What Should You Know about Zebra Mussels?

The zebra mussel (Dreissena polymorpha) is native to parts of Asia and was first spotted in Lake St. Clair, Michigan, in 2002. Since then, the species has spread slowly across the country and is now widespread in the Great Lakes. But how did we get here? Zebra mussels are a boon to those of us who like to fish because they reproduce quickly, are hardy, and will eat other fish. Adding zebra mussels to a lake can also improve water quality since they eat algae. But they are also a major headache for Great Lakes management agencies because of the damage they can inflict on ecosystems.

Zebra mussels have turned up in many places across the country, including the Great Lakes. These tiny freshwater mussels are invasive, which means they were introduced to a new area on purpose. This practice of introducing non-native species to new areas is called “bio-warfare.” Once an invasive species is introduced, it can have devastating impacts on the native species and ecosystem.

The zebra mussel was accidentally introduced to the Great Lakes region in 1981. Since then, the invasive species has wreaked havoc on the ecosystem and is now found in 11 states — nearly 90% of the United States’ 48.4 million acres of freshwater lakes. Zebra mussels are voracious predators, feeding on plankton, algae, and other microscopic creatures in the lakes. These microscopic organisms are vital to Lake Huron’s ecosystem, as they provide food for fish, birds, and other lifeforms.

Each year, almost 2 million zebra mussels are documented as invading new waterways in North America, and stopping their spread requires constant vigilance. These tiny, fingernail-sized mollusks have spread from Canada to Hawaii and have proliferated in the Great Lakes. These mussels can attach to most hard surfaces and can reproduce through both sexual and asexual means, and they are especially prolific in warm water and areas with flowing water. If you find one, don’t touch it. The mussel’s pinchers can release an anticoagulant that stops your blood from clotting.

They’re one of the most invasive species

Zebra mussels, also known as zebra dreissenid mussels, zebra mussels are native to the Black and Caspian Seas and were first discovered in Lake St. Clair in Michigan in 2002. They were subsequently discovered in Lakes Erie and Ontario, and Minnesota in 2006. Today, zebra mussels are invasive species and can be found in 33 states and three Canadian provinces.

Zebra mussels are the most invasive species in the United States. These tiny invaders were first discovered in Lake St. Clair in Michigan in 1988. Since then, the mussels have been spread to 31 states, including Texas. Thankfully, many species of wildlife, from birds and fish to reptiles and amphibians, are able to resist these mussels, making them harmless to most native wildlife.

Zebra mussels are one of the most invasive species. Although native to Eurasia, Zebra Mussels were introduced to North America in the 1990s and quickly spread to over 100 water bodies in the North American Great Lakes Basin. These mussels are microscopic and can only be seen using a microscope. Although Zebra Mussels live as dormant or dormant adults, they release millions of eggs into the water when disturbed by human activity (ex., boat motors or wave action). Once released, these eggs can attach to hard surfaces, where larvae hatch.

They can be found in almost every kind of hard surface .

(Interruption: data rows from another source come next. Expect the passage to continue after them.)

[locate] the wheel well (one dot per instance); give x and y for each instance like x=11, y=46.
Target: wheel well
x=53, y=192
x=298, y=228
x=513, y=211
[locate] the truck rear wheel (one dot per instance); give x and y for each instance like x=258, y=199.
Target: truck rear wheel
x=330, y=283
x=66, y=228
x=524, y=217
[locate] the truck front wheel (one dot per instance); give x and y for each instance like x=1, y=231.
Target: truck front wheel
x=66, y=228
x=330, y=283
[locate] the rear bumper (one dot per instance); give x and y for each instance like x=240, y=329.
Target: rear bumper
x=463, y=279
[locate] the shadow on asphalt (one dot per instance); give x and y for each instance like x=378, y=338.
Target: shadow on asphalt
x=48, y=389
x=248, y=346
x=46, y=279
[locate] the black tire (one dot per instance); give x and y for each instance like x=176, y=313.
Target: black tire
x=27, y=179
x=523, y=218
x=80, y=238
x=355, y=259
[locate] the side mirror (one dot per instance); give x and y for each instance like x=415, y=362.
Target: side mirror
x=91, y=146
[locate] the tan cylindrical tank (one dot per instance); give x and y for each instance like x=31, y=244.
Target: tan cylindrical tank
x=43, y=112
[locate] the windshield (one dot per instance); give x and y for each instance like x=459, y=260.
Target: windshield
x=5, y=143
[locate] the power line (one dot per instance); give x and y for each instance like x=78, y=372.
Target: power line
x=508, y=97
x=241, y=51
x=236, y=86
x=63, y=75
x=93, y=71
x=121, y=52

Zebra mussels, the infamous invasive species, are tiny freshwater creatures native to Eurasia. Once released into waters in the U.S., this invasive species spread throughout the Ohio River and the Great Lakes. These animals continue to infect freshwater bodies with diseases that affect native animal populations. Zebra mussels have been present for decades in Minnesota but have only recently begun to show up in Lake Minnetonka.

Zebra mussels are tiny freshwater mussels that were introduced to the United States via the ornamental plant industry. These days, however, these tiny invaders can be found on almost every kind of hard surface, from man-made to natural. Not only will you find zebra mussels in the lakes and rivers throughout most of the United States, but you may also find these in reservoirs, ponds, and even clogged drains.

If you’ve lived in the Great Lakes region or visited the area on vacation, you’ve likely come into contact with zebra mussels. These small, freshwater mussels can grow in massive numbers, clogging boat engines and pipes and spreading disease, including to species that live right in the watershed. Unfortunately, water hyacinth and water lettuce are these plants’ only natural predators, and zebra mussels have taken them over. The zebra mussel (Dreissena polymorpha), native to the Danube River in central Europe, was accidentally introduced to the Great Lakes in 1958, most likely in ballast water, and is currently present in all the Great Lakes and major waterways. It can be found everywhere, from Lake St. Clair to Lake Champlain and into the Atlantic Ocean.